Portal de Periódicos da CAPES

The structure and mechanism of stem bromelain. Evaluation of the homogeneity of purified stem bromelain, determination of the molecular weight and kinetic analysis of the bromelain-catalysed hydrolysis of N -benzyloxycarbonyl- l -phenylalanyl- l -serine methyl ester

1974; Portland Press; Volume: 143; Issue: 3 Linguagem: Inglês

10.1042/bj1430575

1470-8728

Christopher W. Wharton,

Phytase and its Applications

1. Purified stem bromelain (EC 3.4.22.4) was eluted from Sephadex G-100 as a single peak.
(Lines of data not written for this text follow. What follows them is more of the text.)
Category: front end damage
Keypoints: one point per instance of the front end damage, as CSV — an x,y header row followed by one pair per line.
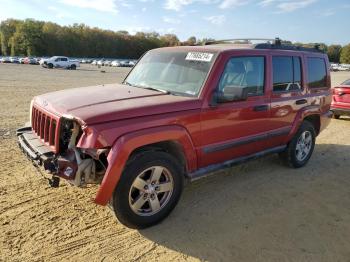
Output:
x,y
51,142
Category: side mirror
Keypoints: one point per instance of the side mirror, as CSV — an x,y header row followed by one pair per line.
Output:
x,y
231,94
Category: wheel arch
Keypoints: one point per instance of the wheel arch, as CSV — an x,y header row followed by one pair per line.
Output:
x,y
172,139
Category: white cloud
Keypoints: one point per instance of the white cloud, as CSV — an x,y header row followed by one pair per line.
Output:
x,y
216,19
232,3
99,5
267,2
291,6
285,6
327,13
170,20
177,5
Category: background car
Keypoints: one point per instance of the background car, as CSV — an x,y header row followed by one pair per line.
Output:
x,y
14,60
115,63
5,60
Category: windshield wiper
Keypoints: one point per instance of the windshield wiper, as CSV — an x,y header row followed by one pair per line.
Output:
x,y
155,89
147,87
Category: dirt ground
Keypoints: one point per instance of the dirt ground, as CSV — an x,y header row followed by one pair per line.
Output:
x,y
258,211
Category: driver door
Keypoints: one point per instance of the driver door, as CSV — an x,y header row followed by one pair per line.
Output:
x,y
236,128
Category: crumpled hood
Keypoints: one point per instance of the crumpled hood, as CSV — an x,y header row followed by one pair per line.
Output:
x,y
111,102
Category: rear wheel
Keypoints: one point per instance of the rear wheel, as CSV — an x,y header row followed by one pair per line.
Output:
x,y
300,148
148,190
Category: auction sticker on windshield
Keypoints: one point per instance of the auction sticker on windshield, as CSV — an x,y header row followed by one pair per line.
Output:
x,y
197,56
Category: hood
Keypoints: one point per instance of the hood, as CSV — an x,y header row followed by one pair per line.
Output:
x,y
111,102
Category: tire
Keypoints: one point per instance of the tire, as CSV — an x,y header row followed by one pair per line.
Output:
x,y
297,153
137,174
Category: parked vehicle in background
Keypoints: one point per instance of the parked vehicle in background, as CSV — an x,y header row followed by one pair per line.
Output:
x,y
61,62
100,62
107,63
42,60
30,60
14,60
5,60
132,63
181,112
124,63
341,100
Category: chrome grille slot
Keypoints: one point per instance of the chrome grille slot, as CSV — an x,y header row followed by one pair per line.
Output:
x,y
46,127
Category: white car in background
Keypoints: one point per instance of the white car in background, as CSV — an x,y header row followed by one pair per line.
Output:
x,y
61,62
115,63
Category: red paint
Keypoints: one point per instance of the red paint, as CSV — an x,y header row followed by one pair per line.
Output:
x,y
341,98
125,118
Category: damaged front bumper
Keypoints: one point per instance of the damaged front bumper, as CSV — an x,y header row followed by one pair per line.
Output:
x,y
69,165
34,148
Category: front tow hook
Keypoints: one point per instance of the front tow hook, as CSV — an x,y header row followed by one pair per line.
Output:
x,y
54,182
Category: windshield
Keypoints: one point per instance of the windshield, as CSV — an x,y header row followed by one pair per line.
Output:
x,y
176,72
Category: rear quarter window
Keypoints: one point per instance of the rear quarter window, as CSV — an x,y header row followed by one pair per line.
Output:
x,y
317,74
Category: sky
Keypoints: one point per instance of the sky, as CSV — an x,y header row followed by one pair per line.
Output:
x,y
295,20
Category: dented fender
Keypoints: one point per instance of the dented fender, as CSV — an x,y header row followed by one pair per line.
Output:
x,y
125,145
299,118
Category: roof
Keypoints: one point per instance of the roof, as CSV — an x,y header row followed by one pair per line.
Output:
x,y
230,44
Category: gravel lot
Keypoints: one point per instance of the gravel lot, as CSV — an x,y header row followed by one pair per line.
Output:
x,y
258,211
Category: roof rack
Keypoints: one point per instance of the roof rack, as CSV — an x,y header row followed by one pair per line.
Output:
x,y
276,43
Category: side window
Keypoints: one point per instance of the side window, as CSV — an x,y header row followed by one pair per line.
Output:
x,y
286,73
317,75
244,72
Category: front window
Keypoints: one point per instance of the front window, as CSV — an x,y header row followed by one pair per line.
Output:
x,y
176,72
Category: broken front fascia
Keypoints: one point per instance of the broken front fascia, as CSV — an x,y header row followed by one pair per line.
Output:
x,y
77,169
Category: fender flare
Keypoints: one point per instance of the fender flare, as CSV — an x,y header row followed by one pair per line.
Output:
x,y
125,145
299,118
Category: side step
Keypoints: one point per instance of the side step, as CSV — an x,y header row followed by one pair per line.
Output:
x,y
205,171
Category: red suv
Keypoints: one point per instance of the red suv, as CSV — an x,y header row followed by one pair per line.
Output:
x,y
182,112
341,100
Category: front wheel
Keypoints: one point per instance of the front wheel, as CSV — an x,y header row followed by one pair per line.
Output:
x,y
300,148
148,190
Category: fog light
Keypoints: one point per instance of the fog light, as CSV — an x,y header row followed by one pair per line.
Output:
x,y
68,171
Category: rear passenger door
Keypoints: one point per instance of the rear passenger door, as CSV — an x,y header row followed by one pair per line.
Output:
x,y
288,94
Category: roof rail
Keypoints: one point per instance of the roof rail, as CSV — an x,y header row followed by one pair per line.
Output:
x,y
242,40
276,43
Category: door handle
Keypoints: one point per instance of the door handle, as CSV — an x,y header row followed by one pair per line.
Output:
x,y
301,101
261,108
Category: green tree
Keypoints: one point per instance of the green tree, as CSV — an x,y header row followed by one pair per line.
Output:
x,y
169,40
345,55
334,53
7,29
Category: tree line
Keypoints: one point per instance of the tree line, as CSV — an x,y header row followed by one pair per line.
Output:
x,y
30,37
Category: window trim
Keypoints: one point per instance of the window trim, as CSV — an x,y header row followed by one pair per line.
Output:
x,y
301,74
244,56
326,71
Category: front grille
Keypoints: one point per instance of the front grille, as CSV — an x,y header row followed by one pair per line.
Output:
x,y
46,127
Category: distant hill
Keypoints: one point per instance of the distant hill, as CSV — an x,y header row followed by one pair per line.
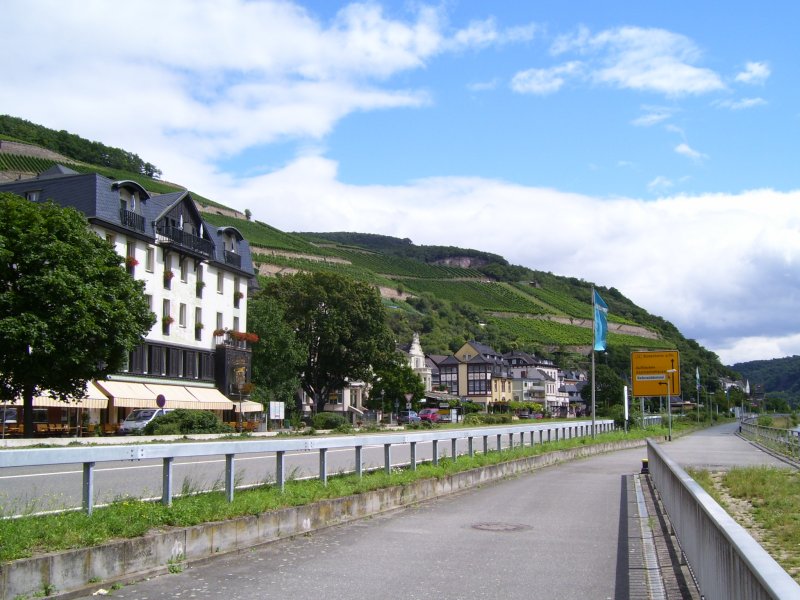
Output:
x,y
779,376
448,295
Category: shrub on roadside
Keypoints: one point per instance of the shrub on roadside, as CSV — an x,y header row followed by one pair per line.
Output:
x,y
182,421
327,421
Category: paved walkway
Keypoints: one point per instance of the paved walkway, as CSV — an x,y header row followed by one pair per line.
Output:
x,y
573,531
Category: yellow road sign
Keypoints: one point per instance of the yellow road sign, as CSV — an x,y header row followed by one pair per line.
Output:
x,y
650,372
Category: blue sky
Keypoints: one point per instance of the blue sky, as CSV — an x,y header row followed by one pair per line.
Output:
x,y
648,146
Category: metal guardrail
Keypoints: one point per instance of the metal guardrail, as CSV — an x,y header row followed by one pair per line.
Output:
x,y
727,562
785,441
90,456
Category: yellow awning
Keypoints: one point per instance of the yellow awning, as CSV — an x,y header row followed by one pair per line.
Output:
x,y
143,395
94,399
129,395
211,398
248,406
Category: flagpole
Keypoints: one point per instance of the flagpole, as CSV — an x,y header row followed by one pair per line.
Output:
x,y
594,332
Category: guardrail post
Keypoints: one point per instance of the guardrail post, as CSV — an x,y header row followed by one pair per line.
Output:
x,y
323,465
360,461
88,487
280,472
166,481
229,476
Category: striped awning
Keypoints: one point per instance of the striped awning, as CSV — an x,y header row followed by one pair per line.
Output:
x,y
144,395
95,398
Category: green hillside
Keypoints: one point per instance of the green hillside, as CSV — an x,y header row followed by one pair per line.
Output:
x,y
448,295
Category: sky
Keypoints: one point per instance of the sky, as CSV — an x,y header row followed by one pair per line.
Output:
x,y
648,146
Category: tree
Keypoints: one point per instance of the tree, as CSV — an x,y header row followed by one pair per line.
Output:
x,y
278,357
393,380
69,312
341,325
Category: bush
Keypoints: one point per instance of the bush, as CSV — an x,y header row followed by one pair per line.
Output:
x,y
182,421
327,421
485,419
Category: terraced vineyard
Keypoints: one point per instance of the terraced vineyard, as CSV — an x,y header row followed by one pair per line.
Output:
x,y
490,296
314,266
560,302
543,331
402,267
261,234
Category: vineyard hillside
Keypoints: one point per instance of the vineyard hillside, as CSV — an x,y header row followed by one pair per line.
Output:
x,y
447,294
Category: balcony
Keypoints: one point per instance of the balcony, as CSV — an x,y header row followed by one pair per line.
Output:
x,y
184,242
231,258
131,220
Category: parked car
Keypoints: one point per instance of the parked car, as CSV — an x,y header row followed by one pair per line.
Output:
x,y
430,414
408,416
139,418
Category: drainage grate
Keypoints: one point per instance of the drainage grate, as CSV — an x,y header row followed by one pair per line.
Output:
x,y
502,527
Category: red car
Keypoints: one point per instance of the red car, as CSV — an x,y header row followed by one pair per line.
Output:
x,y
429,414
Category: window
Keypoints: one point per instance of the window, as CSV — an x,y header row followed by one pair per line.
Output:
x,y
200,283
149,260
166,319
198,323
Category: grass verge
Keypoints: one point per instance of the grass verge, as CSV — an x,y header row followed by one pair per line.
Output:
x,y
127,518
771,498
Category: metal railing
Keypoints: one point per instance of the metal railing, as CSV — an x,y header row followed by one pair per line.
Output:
x,y
784,441
90,456
727,562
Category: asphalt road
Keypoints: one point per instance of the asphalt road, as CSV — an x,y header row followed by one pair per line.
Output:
x,y
557,533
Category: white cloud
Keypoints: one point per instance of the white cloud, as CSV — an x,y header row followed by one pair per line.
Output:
x,y
755,73
720,267
544,81
653,60
660,183
742,104
686,150
653,116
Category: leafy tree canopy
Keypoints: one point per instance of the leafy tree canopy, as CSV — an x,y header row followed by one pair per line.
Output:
x,y
341,325
393,380
69,312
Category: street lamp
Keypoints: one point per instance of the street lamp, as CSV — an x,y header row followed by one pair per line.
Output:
x,y
669,400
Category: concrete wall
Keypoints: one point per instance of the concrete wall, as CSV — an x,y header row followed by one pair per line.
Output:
x,y
129,560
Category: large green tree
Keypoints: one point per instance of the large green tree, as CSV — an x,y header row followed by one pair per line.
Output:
x,y
341,325
393,380
278,357
69,312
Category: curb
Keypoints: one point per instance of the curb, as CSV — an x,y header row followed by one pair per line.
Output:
x,y
70,572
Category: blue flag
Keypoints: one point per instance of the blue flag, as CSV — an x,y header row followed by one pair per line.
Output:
x,y
600,322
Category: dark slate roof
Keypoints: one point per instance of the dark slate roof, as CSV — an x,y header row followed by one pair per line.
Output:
x,y
97,197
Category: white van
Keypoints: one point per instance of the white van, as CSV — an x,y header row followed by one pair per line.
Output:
x,y
139,418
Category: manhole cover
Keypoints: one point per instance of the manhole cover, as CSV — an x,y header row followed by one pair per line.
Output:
x,y
503,527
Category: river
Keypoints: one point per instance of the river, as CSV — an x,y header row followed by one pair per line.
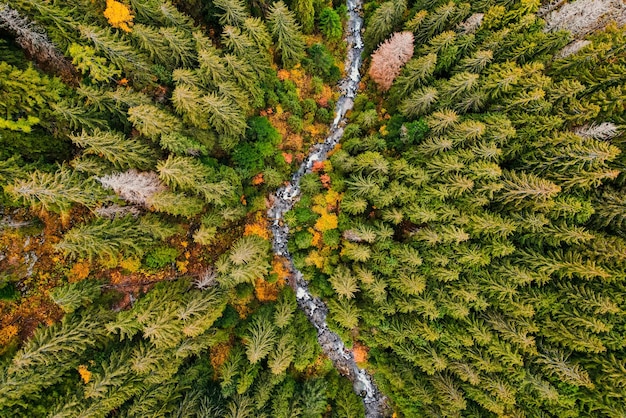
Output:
x,y
284,199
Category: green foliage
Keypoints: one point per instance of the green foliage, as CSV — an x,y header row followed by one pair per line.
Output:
x,y
320,61
286,33
74,295
160,257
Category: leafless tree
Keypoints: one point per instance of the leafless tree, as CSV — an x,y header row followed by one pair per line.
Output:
x,y
603,131
582,17
133,186
34,40
388,59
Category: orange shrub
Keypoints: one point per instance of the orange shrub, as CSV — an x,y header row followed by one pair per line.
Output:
x,y
119,15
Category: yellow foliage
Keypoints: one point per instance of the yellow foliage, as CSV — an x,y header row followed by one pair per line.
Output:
x,y
326,222
119,15
315,259
78,272
360,352
218,354
278,268
84,373
332,198
317,240
131,265
266,291
181,266
258,228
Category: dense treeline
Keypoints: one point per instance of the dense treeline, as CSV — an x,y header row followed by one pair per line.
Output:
x,y
182,350
469,229
145,136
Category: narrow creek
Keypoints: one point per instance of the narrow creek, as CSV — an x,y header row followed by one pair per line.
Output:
x,y
284,200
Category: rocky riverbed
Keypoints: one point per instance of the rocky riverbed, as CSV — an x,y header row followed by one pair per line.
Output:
x,y
283,201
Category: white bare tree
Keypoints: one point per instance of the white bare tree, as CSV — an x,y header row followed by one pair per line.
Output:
x,y
582,17
134,186
603,131
33,39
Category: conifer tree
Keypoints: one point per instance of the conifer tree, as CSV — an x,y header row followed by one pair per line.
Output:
x,y
286,33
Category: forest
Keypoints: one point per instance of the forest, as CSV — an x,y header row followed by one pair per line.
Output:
x,y
467,234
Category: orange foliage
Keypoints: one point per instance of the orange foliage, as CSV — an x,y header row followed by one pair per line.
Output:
x,y
315,259
360,352
279,268
85,374
7,334
288,157
318,166
326,222
218,354
317,238
325,179
283,75
266,291
258,179
388,59
258,228
242,308
116,277
130,265
293,141
78,272
334,150
118,15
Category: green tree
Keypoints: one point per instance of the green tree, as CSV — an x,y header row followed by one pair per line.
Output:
x,y
57,191
286,33
383,22
330,24
114,147
261,338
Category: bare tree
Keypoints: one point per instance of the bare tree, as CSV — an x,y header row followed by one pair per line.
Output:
x,y
206,279
603,131
471,24
134,186
582,17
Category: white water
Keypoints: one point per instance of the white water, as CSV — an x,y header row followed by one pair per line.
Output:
x,y
284,199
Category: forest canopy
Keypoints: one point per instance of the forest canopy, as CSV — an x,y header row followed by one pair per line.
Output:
x,y
466,236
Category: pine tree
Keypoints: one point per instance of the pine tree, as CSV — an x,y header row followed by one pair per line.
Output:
x,y
74,295
106,239
233,13
282,355
286,33
305,12
261,337
56,191
384,21
388,59
116,50
330,24
152,122
114,147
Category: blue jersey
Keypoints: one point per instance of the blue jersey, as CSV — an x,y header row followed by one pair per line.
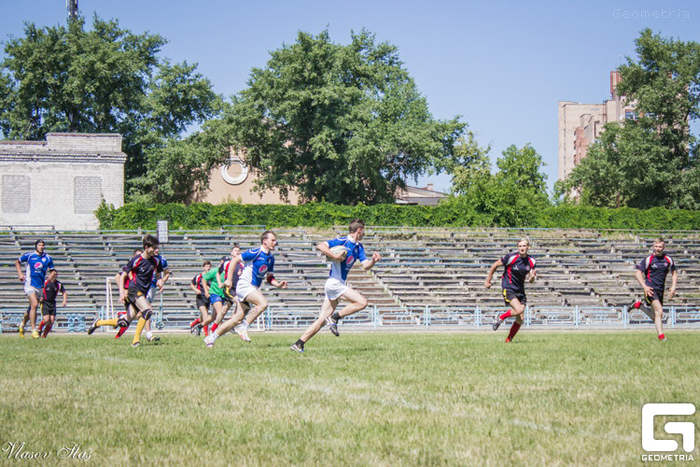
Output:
x,y
37,265
340,269
516,269
164,265
257,265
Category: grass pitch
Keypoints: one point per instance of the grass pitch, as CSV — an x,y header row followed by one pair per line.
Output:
x,y
556,398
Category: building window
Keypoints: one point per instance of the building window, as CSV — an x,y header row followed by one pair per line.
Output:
x,y
16,194
87,194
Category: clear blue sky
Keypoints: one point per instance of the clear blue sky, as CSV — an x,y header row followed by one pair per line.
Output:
x,y
501,66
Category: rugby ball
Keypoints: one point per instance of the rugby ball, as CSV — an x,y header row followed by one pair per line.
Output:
x,y
339,249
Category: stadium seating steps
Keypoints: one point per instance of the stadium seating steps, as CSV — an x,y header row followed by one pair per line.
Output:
x,y
419,267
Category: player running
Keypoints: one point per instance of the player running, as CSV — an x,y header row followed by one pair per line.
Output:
x,y
199,287
259,265
651,274
518,267
336,285
139,270
34,276
52,287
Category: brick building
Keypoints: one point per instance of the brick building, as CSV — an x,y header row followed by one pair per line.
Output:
x,y
60,181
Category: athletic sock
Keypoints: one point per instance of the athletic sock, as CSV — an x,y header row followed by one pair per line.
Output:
x,y
139,329
513,330
106,322
121,332
505,315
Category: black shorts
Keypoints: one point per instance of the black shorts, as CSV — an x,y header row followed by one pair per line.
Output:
x,y
202,301
658,295
509,295
48,309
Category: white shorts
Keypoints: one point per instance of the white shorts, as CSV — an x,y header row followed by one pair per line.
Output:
x,y
243,290
28,290
335,288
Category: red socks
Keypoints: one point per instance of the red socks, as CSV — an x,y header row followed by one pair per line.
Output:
x,y
513,331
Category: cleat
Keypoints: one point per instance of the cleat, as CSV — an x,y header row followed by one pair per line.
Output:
x,y
209,342
244,335
93,326
497,323
333,326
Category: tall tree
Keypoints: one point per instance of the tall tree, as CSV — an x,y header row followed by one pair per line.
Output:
x,y
653,160
341,123
107,79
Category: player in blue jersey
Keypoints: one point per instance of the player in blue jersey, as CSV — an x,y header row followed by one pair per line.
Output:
x,y
336,285
33,277
259,266
651,274
517,268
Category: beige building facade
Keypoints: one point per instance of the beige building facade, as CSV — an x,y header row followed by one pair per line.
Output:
x,y
581,124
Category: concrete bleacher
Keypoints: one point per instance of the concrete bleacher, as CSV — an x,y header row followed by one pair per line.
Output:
x,y
419,268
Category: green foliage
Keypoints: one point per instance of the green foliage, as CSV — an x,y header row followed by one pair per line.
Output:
x,y
344,124
109,80
651,161
480,208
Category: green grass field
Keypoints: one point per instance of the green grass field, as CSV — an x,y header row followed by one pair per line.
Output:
x,y
552,398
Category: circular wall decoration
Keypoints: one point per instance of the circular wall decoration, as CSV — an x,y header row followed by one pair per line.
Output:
x,y
235,172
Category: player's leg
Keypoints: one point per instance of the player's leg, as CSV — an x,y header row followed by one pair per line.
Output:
x,y
33,304
144,307
658,310
327,310
357,302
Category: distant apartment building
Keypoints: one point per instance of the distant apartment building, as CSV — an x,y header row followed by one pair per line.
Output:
x,y
581,124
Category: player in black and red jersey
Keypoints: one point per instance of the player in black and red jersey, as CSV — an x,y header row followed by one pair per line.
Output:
x,y
518,267
651,274
199,286
52,287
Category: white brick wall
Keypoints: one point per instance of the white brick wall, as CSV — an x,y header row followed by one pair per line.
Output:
x,y
52,168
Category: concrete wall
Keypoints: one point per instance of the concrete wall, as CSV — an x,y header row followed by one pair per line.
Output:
x,y
61,181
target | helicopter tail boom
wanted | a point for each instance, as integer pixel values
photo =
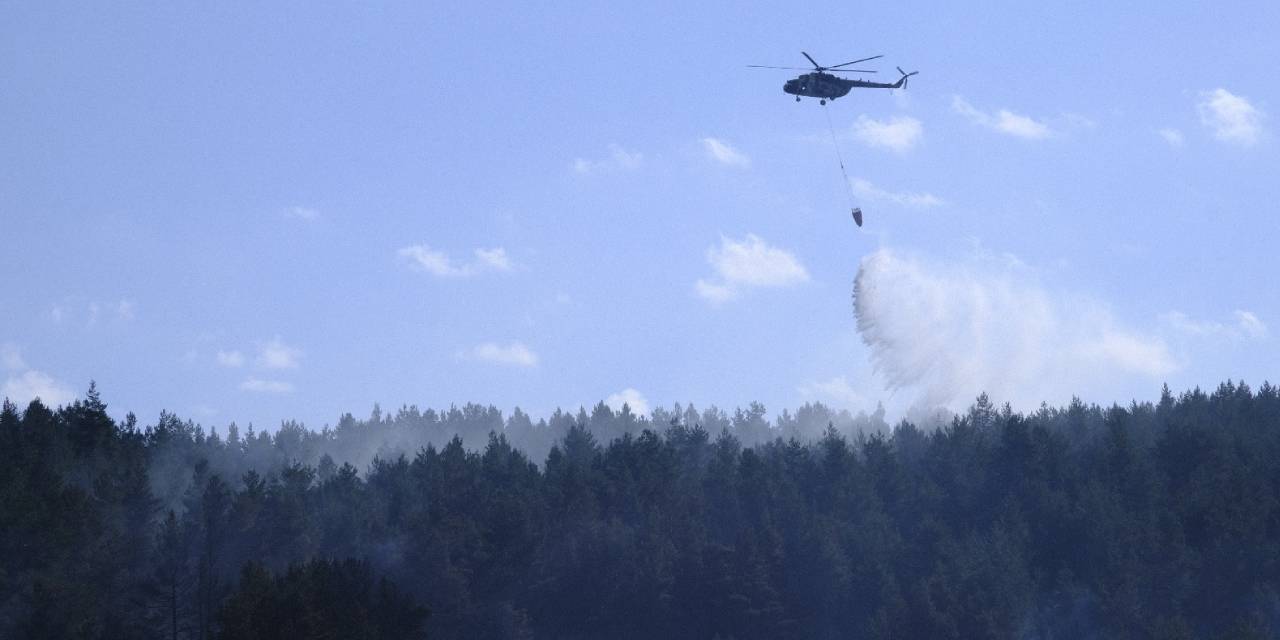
(901, 82)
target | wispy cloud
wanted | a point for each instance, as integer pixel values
(865, 190)
(722, 152)
(278, 355)
(1246, 325)
(952, 329)
(513, 355)
(231, 359)
(618, 159)
(1232, 118)
(494, 259)
(31, 384)
(425, 259)
(897, 133)
(260, 385)
(837, 391)
(23, 384)
(1004, 120)
(630, 397)
(745, 264)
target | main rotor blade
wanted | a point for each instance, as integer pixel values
(855, 62)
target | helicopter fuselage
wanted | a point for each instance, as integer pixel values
(818, 85)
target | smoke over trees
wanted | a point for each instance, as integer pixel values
(1153, 520)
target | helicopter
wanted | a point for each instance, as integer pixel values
(822, 85)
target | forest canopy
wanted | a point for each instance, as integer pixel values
(1155, 520)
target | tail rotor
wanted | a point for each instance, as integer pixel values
(905, 76)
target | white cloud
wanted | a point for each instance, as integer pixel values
(31, 384)
(897, 133)
(865, 190)
(618, 159)
(745, 264)
(630, 397)
(423, 257)
(1173, 136)
(10, 357)
(722, 152)
(951, 330)
(278, 355)
(301, 213)
(839, 392)
(1247, 325)
(231, 359)
(260, 385)
(1232, 117)
(435, 263)
(513, 355)
(1004, 120)
(493, 259)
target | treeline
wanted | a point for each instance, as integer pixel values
(1155, 520)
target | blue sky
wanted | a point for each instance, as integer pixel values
(260, 213)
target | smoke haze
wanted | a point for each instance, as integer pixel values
(951, 330)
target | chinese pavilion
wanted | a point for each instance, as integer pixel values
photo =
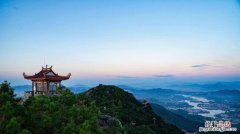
(45, 82)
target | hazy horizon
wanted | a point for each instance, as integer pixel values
(143, 43)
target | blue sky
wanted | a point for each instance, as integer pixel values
(148, 42)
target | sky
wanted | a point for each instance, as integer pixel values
(135, 42)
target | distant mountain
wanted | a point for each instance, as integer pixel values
(209, 86)
(79, 88)
(176, 119)
(134, 116)
(227, 92)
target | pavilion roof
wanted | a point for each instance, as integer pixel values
(46, 74)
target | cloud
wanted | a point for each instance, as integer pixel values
(125, 77)
(200, 66)
(163, 75)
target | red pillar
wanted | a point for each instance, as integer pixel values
(42, 86)
(47, 86)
The specific activity across the elution peak was approximately constant towards p-nitrophenyl hippurate but increased with elution volume with N(2)-benzoyl-l-arginine ethyl ester as substrate. 2. The apparent molecular weight, determined by elution analysis on Sephadex G-100, is 22500+/-1500, an anomalously low value. 3. Purified stem bromelain was eluted from CM-cellulose CM-32 as a single peak and behaved as a single species during column electrophoresis on Sephadex G-100. 4. Purified stem bromelain migrates as a single band during polyacrylamide-gel electrophoresis under a wide variety of conditions. 5. The molecular weight determined by polyacrylamide-gel electrophoresis in the presence of sodium dodecyl sulphate is 28500+/-1000. 6. Sedimentation-velocity and equilibrium-ultracentrifugation experiments, under a variety of conditions, indicate that bromelain is an apparently homogeneous single peptide chain of mol.wt. 28400+/-1400. 7. The N-terminal amino acid composition is 0.64+/-0.04mol of valine and 0.36+/-0.04mol of alanine per mol of enzyme of mol.wt. 28500. (The amino acid recovery of the cyanate N-terminal amino acid analysis was standardized by inclusion of carbamoyl-norleucine at the cyclization stage.) 8. The pH-dependence of the Michaelis parameters of the bromelain-catalysed hydrolysis of N-benzyloxycarbonyl-l-phenylalanyl-l-serine methyl ester was determined. 9. The magnitude and pH-dependence of the Michaelis parameters have been interpreted in terms of the mechanism of the enzyme. 10. The enzyme is able to bind N-benzyloxycarbonyl-l-phenylalanyl-l-serine methyl ester relatively strongly but seems unable to make use of the binding energy to promote catalysis.